Laurel came to her senses. What if he turned out to be Eli’s friend? How trashy would that be? She’d always been the good eldest sister … the one to do as she was told. To study hard for excellent grades. To obey her curfew. She’d always set an example for her sisters to follow. No mini skirts. No ear studs and torn jeans. No shameless behavior with boys. No wild flings.
No trashy makeup …
She turned away from the mirror, intending to say something light and funny to her sister.
Only to find Kara had risen to her feet and was still watching her.
“I have to admit red suits you, Laurel. Makes you look like a movie star. Glamorous. Sexy. You always wear beiges and creams. I take back all my cautions, you should break out more often.”
Laurel’s heart lightened as she followed her sister to the door. “Careful! I might take that as permission to do something reckless.”
Kara halted in the doorway, looked over her shoulder and smiled. “Why not? Start today. No time like the present.”
Now? Tonight? Laurel’s hands turned cold and clammy as Kara vanished out of sight with a whisper of French fabric.
It was one thing to talk about loosening up a little; it was another thing altogether to actually do it and let go. The sense of being poised on the edge of a precipice swept Laurel.
Should she take that first step into the unknown and walk on the wild side? Or should she stay in her safe world and risk never feeling quite satisfied?

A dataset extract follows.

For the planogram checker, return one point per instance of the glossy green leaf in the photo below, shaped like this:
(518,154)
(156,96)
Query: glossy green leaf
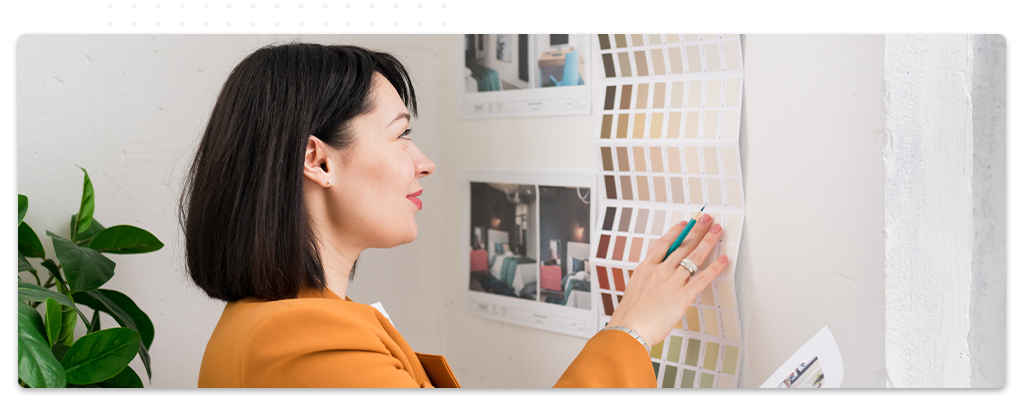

The answer came quickly, so quickly it took her aback. She was tired of missing out. She wanted to feel more of that pulsing energy that she’d experienced earlier. That flutter of rebellion brought a surge of illicit pleasure.
Laurel drew a deep breath and felt her lungs fill, and resolve spread through her. Kara was right—there was no time like the present. She headed for the door.
Tonight, she’d flirt with a stranger.